Stanford Guest Lectures: AP293 (Fall 2025)
At Goodfire, we're pursuing a portfolio of fundamental research directions in interpretability, ranging from understanding memorization to linear parameter decomposition to interpretable post-training.
Because interpretability is a relatively young and fast-moving field, some of these high-priority research directions haven't been publicly articulated outside of "related work" sections of various papers. In the spirit of broadly sharing our research, we're working on educational resources to help more folks understand the field and the exciting work that's happening within it.
As part of those efforts, we gave three guest lectures in Surya Ganguli's course on interpretability at Stanford last fall.
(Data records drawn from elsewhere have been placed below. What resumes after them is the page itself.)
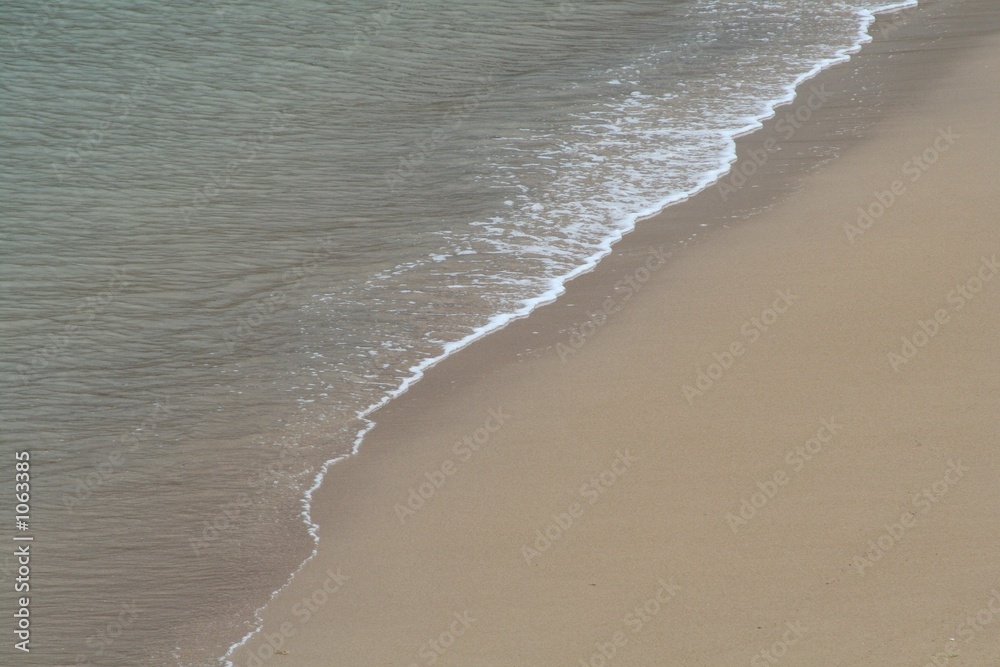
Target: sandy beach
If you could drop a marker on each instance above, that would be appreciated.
(762, 432)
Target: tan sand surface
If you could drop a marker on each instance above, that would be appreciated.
(811, 500)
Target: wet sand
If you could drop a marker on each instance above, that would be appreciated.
(767, 440)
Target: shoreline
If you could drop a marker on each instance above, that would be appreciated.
(472, 372)
(713, 179)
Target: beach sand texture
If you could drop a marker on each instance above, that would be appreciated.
(773, 443)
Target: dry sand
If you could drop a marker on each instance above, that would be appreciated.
(811, 502)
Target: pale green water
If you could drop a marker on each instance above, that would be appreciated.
(227, 228)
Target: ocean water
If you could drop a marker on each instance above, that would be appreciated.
(231, 229)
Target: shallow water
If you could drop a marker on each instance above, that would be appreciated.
(229, 228)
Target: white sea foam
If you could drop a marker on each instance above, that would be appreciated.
(618, 215)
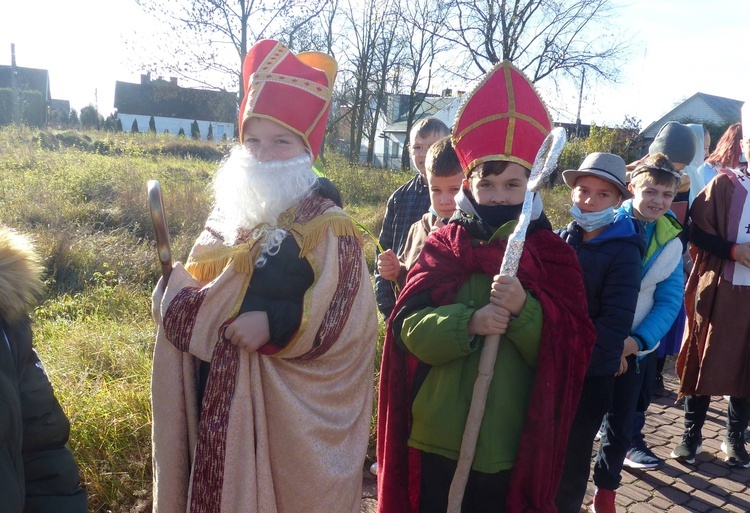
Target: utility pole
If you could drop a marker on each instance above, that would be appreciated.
(14, 85)
(580, 100)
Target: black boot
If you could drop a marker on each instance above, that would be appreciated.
(734, 443)
(692, 439)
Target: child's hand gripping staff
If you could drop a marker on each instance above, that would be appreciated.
(161, 229)
(544, 163)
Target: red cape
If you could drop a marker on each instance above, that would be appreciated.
(549, 268)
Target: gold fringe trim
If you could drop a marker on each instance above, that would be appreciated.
(209, 267)
(309, 235)
(242, 257)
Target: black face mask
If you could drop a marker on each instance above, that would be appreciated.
(498, 215)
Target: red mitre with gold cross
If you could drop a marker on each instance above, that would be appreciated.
(503, 118)
(292, 90)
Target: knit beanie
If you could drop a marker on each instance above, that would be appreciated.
(676, 141)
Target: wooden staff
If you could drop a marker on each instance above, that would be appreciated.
(544, 163)
(161, 229)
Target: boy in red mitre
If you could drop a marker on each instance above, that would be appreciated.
(454, 297)
(263, 366)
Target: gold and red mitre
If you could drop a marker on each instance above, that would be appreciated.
(292, 90)
(503, 118)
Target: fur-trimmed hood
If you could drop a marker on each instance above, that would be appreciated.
(20, 270)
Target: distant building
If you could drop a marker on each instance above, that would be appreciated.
(21, 86)
(174, 107)
(392, 137)
(699, 107)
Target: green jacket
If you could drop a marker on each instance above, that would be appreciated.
(438, 336)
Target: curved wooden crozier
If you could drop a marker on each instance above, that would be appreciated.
(544, 163)
(161, 229)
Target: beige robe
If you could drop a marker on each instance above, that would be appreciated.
(715, 354)
(288, 433)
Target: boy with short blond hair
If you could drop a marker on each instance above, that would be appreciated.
(654, 185)
(444, 177)
(407, 204)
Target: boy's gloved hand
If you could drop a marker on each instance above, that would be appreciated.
(388, 265)
(508, 293)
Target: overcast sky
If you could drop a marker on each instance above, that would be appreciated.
(680, 47)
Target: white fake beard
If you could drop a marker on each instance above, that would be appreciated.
(249, 194)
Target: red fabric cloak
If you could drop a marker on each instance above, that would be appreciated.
(549, 268)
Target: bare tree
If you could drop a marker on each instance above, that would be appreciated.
(388, 49)
(208, 39)
(541, 37)
(359, 47)
(425, 21)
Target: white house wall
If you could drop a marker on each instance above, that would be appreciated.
(695, 108)
(173, 125)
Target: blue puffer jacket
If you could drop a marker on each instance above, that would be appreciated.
(662, 283)
(611, 264)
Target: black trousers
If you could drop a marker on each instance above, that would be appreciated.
(485, 493)
(596, 399)
(648, 368)
(618, 424)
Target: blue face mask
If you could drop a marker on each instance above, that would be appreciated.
(590, 221)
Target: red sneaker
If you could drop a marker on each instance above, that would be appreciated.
(604, 501)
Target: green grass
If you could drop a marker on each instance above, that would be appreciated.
(82, 198)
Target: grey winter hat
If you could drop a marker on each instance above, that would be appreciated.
(676, 141)
(606, 166)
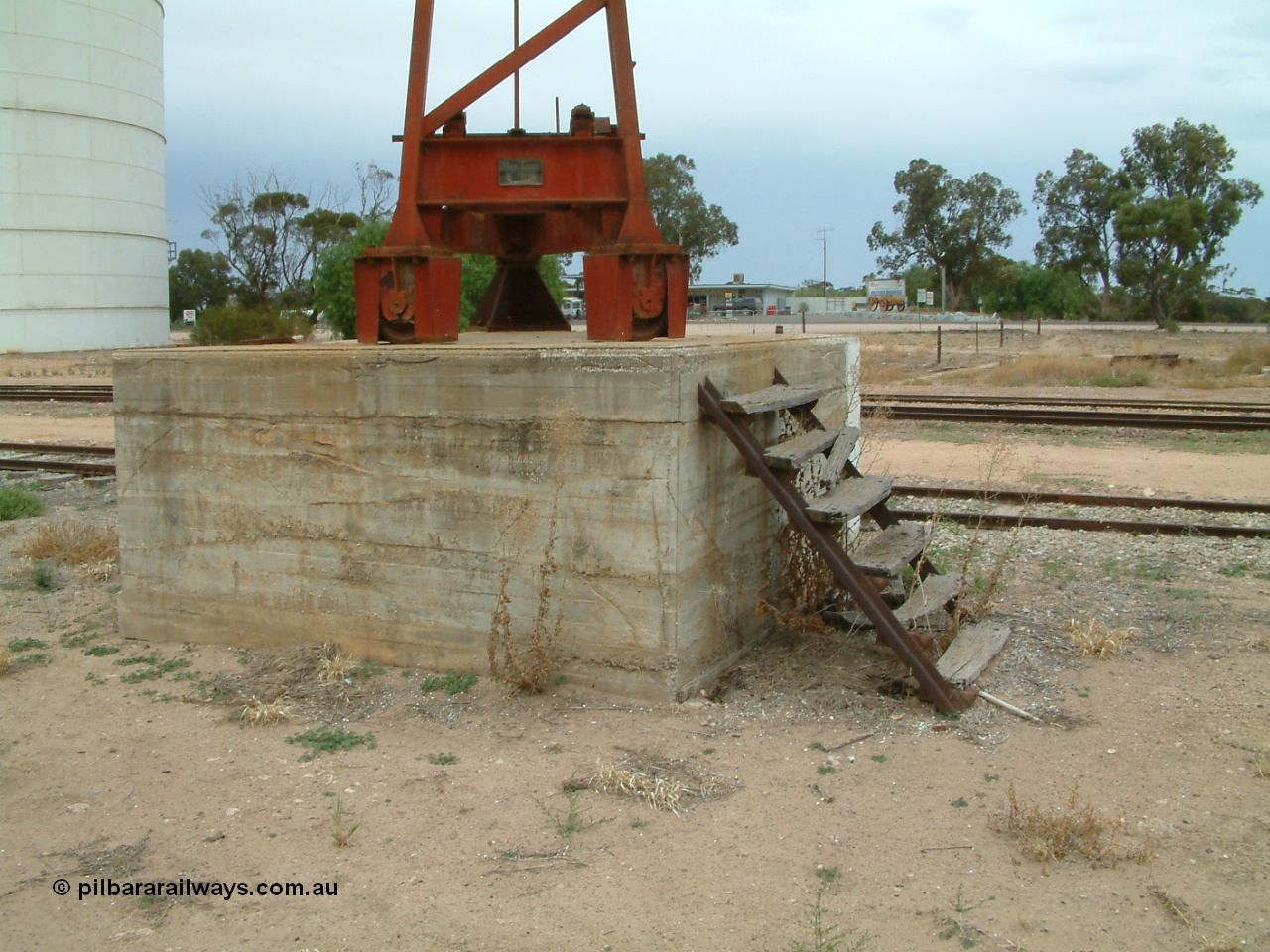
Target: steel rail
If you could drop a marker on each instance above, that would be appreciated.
(1072, 417)
(58, 466)
(901, 640)
(55, 449)
(1092, 499)
(26, 463)
(82, 393)
(1098, 402)
(1010, 521)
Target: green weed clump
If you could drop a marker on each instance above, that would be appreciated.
(230, 324)
(19, 503)
(1247, 361)
(451, 683)
(154, 669)
(17, 645)
(330, 740)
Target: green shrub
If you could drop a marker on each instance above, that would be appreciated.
(230, 324)
(326, 740)
(451, 683)
(19, 502)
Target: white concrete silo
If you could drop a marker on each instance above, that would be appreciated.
(82, 211)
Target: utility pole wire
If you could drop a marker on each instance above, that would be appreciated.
(825, 263)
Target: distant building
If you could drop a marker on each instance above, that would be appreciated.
(82, 211)
(707, 299)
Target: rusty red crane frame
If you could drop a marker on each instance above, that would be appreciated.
(520, 195)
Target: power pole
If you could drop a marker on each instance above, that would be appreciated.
(825, 262)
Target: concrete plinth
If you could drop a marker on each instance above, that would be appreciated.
(411, 503)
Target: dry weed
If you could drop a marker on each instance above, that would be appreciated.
(527, 660)
(293, 678)
(277, 711)
(1096, 639)
(338, 667)
(661, 782)
(73, 542)
(797, 621)
(1075, 829)
(1193, 921)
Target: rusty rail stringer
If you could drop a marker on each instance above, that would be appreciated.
(849, 576)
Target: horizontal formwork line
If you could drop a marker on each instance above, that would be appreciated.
(998, 521)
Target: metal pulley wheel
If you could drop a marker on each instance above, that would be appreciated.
(649, 317)
(397, 308)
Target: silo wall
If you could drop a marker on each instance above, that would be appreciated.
(82, 214)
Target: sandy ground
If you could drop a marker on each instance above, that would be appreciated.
(462, 823)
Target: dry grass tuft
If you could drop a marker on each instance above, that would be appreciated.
(73, 542)
(1075, 829)
(338, 667)
(661, 782)
(294, 679)
(1043, 370)
(1193, 920)
(277, 711)
(1095, 639)
(795, 622)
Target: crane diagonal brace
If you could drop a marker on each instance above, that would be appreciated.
(518, 197)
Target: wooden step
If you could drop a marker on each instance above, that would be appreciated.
(793, 453)
(848, 499)
(889, 551)
(971, 652)
(930, 597)
(841, 453)
(776, 398)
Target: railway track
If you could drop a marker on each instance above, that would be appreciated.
(1071, 416)
(1133, 413)
(80, 393)
(46, 457)
(1097, 403)
(1002, 508)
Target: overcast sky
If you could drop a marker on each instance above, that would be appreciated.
(797, 112)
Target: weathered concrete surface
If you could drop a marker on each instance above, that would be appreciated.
(384, 498)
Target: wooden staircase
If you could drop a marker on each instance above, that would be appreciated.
(846, 494)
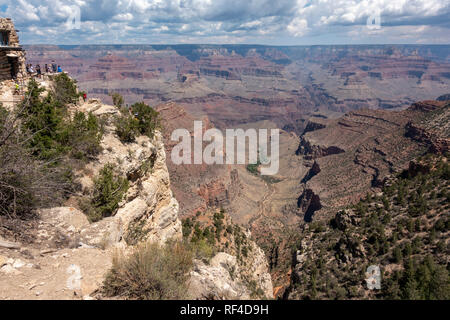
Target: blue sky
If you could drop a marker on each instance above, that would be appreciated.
(275, 22)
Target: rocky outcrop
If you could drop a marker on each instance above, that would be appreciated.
(436, 144)
(311, 151)
(309, 203)
(225, 278)
(313, 126)
(313, 171)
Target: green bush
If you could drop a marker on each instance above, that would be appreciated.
(26, 182)
(109, 190)
(117, 100)
(82, 135)
(151, 272)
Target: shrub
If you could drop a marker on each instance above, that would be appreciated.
(117, 100)
(151, 272)
(65, 89)
(83, 136)
(26, 183)
(109, 190)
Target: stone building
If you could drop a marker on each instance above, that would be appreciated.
(12, 56)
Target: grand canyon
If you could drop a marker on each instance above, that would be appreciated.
(88, 185)
(344, 112)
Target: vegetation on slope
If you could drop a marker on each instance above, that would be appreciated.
(40, 144)
(151, 272)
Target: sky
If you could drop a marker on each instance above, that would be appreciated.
(270, 22)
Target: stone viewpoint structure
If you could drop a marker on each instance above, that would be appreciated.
(12, 57)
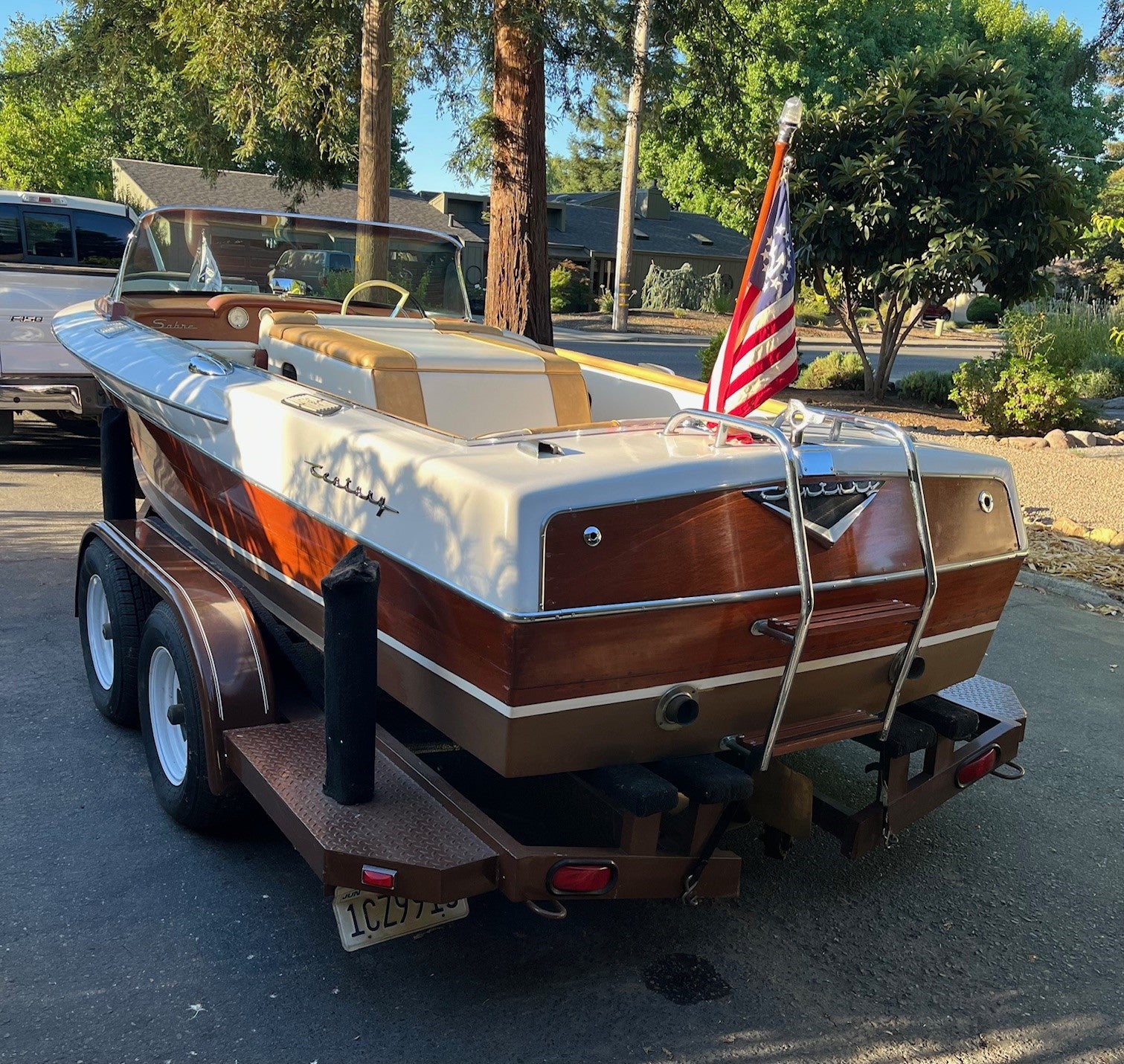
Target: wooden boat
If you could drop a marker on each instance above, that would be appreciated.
(579, 569)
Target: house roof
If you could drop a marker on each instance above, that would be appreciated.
(164, 184)
(591, 224)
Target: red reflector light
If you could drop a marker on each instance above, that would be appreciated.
(380, 879)
(580, 879)
(977, 769)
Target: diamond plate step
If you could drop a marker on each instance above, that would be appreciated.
(406, 828)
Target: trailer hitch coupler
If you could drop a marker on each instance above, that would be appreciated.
(351, 677)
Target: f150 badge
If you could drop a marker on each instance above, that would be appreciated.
(829, 509)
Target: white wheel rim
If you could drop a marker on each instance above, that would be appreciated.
(171, 741)
(101, 646)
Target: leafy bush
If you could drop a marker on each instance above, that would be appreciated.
(569, 288)
(717, 301)
(836, 370)
(811, 307)
(983, 309)
(681, 289)
(926, 386)
(1016, 396)
(708, 355)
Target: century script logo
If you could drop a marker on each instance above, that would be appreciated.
(317, 471)
(829, 509)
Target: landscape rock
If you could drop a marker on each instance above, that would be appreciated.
(1066, 527)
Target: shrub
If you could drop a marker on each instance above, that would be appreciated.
(836, 370)
(1108, 370)
(811, 307)
(569, 288)
(1012, 395)
(926, 386)
(717, 301)
(708, 355)
(983, 309)
(681, 289)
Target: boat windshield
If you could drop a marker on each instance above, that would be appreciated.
(196, 250)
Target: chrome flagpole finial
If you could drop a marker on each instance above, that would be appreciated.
(790, 116)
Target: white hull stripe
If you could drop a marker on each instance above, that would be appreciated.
(611, 698)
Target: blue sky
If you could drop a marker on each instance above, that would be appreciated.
(431, 134)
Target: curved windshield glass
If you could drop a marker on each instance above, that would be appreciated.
(189, 250)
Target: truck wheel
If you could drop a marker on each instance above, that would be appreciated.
(112, 602)
(171, 723)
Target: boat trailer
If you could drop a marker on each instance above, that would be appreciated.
(382, 805)
(435, 825)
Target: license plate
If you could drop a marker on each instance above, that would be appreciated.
(365, 919)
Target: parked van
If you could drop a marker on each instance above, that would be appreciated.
(54, 251)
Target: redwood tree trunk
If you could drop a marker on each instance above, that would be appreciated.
(376, 94)
(518, 279)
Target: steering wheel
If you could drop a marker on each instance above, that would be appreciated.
(406, 294)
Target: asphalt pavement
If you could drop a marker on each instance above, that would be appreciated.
(992, 932)
(680, 353)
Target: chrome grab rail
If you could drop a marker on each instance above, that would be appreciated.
(797, 418)
(763, 431)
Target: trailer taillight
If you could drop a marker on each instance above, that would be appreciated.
(978, 767)
(380, 879)
(581, 879)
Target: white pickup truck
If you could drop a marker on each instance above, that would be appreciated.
(54, 251)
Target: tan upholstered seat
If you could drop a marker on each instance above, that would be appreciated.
(463, 381)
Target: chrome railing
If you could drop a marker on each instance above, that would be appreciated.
(794, 422)
(763, 431)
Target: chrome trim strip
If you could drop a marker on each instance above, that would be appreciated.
(162, 400)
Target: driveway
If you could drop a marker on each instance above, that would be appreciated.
(992, 932)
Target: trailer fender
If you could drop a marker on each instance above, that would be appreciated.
(228, 654)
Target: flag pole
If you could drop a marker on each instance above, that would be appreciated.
(789, 123)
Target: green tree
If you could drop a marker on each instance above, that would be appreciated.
(934, 176)
(593, 161)
(508, 51)
(710, 145)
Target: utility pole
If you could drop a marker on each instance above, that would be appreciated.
(629, 169)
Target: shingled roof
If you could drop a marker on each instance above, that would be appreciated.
(164, 184)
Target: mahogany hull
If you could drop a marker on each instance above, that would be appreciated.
(577, 691)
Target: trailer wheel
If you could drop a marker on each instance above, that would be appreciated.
(112, 602)
(171, 723)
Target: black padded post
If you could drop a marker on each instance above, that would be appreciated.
(351, 677)
(118, 477)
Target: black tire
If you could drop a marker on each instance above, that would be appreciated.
(129, 600)
(190, 800)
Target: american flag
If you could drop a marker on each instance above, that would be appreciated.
(758, 356)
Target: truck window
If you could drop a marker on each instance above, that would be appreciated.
(100, 239)
(11, 239)
(48, 236)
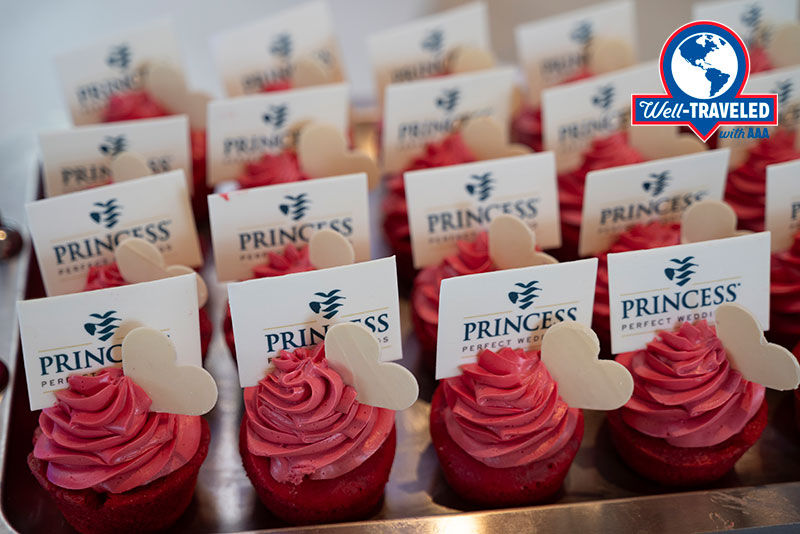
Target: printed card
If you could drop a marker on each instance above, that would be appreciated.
(243, 129)
(511, 308)
(428, 110)
(118, 63)
(783, 204)
(420, 49)
(72, 233)
(310, 303)
(555, 49)
(80, 158)
(263, 52)
(82, 333)
(575, 113)
(658, 289)
(616, 199)
(248, 224)
(454, 203)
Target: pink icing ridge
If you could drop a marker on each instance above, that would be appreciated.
(308, 422)
(505, 411)
(100, 434)
(685, 390)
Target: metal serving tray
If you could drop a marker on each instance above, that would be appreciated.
(600, 492)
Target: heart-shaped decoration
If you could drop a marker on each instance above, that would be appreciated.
(709, 219)
(129, 166)
(764, 363)
(353, 352)
(569, 351)
(328, 248)
(487, 139)
(149, 358)
(512, 244)
(657, 142)
(141, 261)
(167, 85)
(323, 152)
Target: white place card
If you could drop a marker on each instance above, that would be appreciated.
(428, 110)
(310, 303)
(783, 203)
(243, 129)
(454, 203)
(660, 288)
(82, 333)
(80, 158)
(264, 51)
(660, 190)
(248, 224)
(511, 308)
(574, 114)
(420, 49)
(552, 50)
(74, 232)
(118, 63)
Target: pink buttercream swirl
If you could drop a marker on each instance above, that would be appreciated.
(505, 411)
(100, 434)
(308, 421)
(685, 390)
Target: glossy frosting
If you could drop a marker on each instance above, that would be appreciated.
(100, 434)
(308, 422)
(685, 390)
(505, 411)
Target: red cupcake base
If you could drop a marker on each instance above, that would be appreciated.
(149, 508)
(487, 486)
(354, 495)
(657, 460)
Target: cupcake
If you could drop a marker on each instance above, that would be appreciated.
(109, 464)
(105, 276)
(746, 187)
(503, 435)
(449, 151)
(314, 453)
(691, 416)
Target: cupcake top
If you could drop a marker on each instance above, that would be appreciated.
(308, 422)
(685, 390)
(505, 411)
(100, 434)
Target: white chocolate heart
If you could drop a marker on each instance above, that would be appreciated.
(129, 166)
(487, 139)
(141, 261)
(512, 244)
(323, 152)
(328, 248)
(353, 352)
(764, 363)
(569, 351)
(148, 357)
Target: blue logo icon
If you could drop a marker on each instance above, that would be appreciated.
(681, 271)
(704, 68)
(296, 207)
(108, 214)
(524, 296)
(329, 306)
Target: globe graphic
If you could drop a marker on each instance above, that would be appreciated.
(704, 65)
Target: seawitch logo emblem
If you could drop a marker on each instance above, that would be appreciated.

We're sharing recordings of the lectures here so that researchers and students in the broader community can benefit from them.
Stay tuned for more educational content — including clips from the new Stanford course we're helping to organize!
Causal Mechanistic Interpretability (Atticus Geiger)
How can we use the language of causality to understand and edit the internal mechanisms of AI models? Atticus Geiger discusses applying frameworks and tools from causal modeling to understand LLMs and other neural networks.
00:00 — Intro
01:51 — Activation steering (e.g. Golden Gate Claude)
10:23 — Causal mediation analysis (understanding the contribution of an intermediate component)
21:42 — Causal abstraction methods (explaining a complex causal system with a simple one)
26:11 — Interchange interventions
40:46 — Distributed Alignment Search
54:54 — Lookback mechanisms: a case study in designing counterfactuals
Computational Motifs: The Algorithmic Primitives of Transformers (Jack Merullo)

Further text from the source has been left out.